The Seattle Sounders and Los Angeles Galaxy played to a 1-1 draw on Sunday night. As ESPN's Paul Carr points out, a goal from Clint Dempsey ended a personal scoring drought that lasted 590 minutes. Meanwhile, a half-volley from Robbie Keane only solidified his case for MLS MVP.
However, the story here is the goal that wasn't scored...technically.
A header from defender Omar Gonzalez clearly crossed the goal line. The Galaxy clearly equalized in the 42nd minute. The assistant referee Greg Barkley clearly botched the call.
The goal wasn't awarded.
It's no wonder Keane was livid in the moment. Scott French posted the Irishman's fiery comments on MLS' official website following the match:
I mean, it was so obvious, wasn't it. I was standing right there. That's why I went a bit crazy at the referee, because I was right beside [the play] and I knew the ball was over the line. When something like that happens, it's very frustrating...I don't know whether [Barkey] was in line or not, I'm not too sure, but if he wasn't, it's a big problem.
Yes, Keane. MLS officiating has been a "big problem" in 2013.
Fotis Bazakos' poor handling of a match in Week 32. Geoff Gamble's decision to award a non-penalty in Week 13. Jorge Gonzalez's terrible afternoon in Week 10. The list goes on and on and only serves as a black eye for the league.

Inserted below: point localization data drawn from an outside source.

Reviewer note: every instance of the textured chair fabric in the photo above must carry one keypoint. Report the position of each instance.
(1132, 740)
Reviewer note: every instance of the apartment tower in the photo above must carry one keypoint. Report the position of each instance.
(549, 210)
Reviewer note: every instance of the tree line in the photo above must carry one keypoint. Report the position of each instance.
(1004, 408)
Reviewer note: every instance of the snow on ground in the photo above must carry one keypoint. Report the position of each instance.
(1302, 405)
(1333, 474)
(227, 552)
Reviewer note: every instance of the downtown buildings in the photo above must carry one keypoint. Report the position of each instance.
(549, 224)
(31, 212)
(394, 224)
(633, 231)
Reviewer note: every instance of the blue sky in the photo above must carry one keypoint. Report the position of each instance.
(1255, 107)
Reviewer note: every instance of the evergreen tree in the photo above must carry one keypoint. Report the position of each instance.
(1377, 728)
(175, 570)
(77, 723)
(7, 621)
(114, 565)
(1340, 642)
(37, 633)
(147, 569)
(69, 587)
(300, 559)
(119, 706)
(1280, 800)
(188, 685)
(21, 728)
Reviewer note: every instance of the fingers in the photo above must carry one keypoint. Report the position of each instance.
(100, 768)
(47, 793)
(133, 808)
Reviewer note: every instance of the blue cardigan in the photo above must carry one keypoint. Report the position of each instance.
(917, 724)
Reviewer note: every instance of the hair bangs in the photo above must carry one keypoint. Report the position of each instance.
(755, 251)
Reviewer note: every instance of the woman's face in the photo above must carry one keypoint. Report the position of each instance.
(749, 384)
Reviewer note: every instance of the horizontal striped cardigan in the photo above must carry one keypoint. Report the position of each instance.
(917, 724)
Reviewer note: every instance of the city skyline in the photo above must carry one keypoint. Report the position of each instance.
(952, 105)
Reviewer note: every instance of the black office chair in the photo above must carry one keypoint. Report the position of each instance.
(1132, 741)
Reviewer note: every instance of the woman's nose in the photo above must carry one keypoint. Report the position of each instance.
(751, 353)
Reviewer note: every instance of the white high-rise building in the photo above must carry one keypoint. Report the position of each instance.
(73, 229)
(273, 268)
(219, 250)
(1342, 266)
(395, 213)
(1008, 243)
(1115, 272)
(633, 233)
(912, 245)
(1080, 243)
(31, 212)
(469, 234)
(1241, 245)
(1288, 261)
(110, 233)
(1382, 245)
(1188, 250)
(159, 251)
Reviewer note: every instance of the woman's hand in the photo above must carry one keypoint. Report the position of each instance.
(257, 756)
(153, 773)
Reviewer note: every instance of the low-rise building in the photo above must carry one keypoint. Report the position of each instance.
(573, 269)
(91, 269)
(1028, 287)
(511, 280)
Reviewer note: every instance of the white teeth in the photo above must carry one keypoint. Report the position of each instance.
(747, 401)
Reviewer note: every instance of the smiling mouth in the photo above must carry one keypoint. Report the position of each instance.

But at this point, is anyone really surprised anymore?
Best: The Shield Comes to New York
How do you find the words to describe 18 years of pain?
Finding the words to describe one night of joy, of glory, of elated and rapturous bliss is something entirely different, though. Metro legend and head coach Mike Petke proved just how easy it was in his post-match address to the Red Bulls faithful. Those fortunate enough to be in attendance to witness a 5-2 victory and the club's first-ever title were treated to a genuine speech from the rookie head coach.
MSG's coverage of the event was posted on the club's official website following the match:
When I was lucky enough to get this job, I wanted one thing only: To give guys [the fans] a team you could be proud of. I think we accomplished that. I want you to enjoy this tonight. Enjoy this moment. Enjoy it tonight. Tomorrow we focus on our next goal. But enjoy it tonight, guys.
There wasn't much enjoyment early on, though.
An opening strike from Mike Magee returned the same uneasy feeling that plagued the franchise for 17 dreary seasons. Just the thought of the "Curse of Caricola" turned the stomachs of every New Yorker for the first 25 minutes.
Then, Thierry Henry struck.
A goal worthy of its own flipbook treatment rattled the stands. The 25,219 in attendance let out a deafening roar. The pressure was on.
The floodgates opened.
An onslaught of strikes from Ibrahim Sekagya, Lloyd Sam, Eric Alexander and Johnny Steele devoured the Fire. Nothing was left of the Chicago club when the final whistle was blown, including a chance to participate in the postseason.
The Supporters' Shield belongs to the New York Red Bulls.
Enjoy it now. Enjoy it forever.
This title lasts a lifetime.
Worst: For the Umpteenth Time, D.C. United
Congratulations, D.C. United. You've made history.
You are officially the worst club in the 18 years of MLS' existence.
A 2-1 loss to the Houston Dynamo ensured the Black and Red would finish 2013 with a pitiful three victories.
Three. Whole. Victories.
That total is the fewest ever recorded in 18 years of league play.
It only gets worse.
With just 22 goals scored this season, D.C. scored an average of 0.65 goals per game.
Congratulations, you've made even more history. That is the lowest scoring average the league has ever recorded, besting the pitiful mark set in 2010 (0.70) by—you guessed it—D.C. United.
According to MLS' official website, goalkeeper Bill Hamid had a few choice words following the club's 24th loss:
That record, man, I'm sorry, but it [expletive] sucks. This season has now been forgotten in my brain, to be honest with you. I'm sure every single one of us are in the same boat because thinking about this is depressing. 2014, that's where the thoughts are right now.
Don't worry, Hamid. This season won't be forgotten in our brains.
Ineptitude like this only echoes and lasts forever in the pantheon of dreadful football.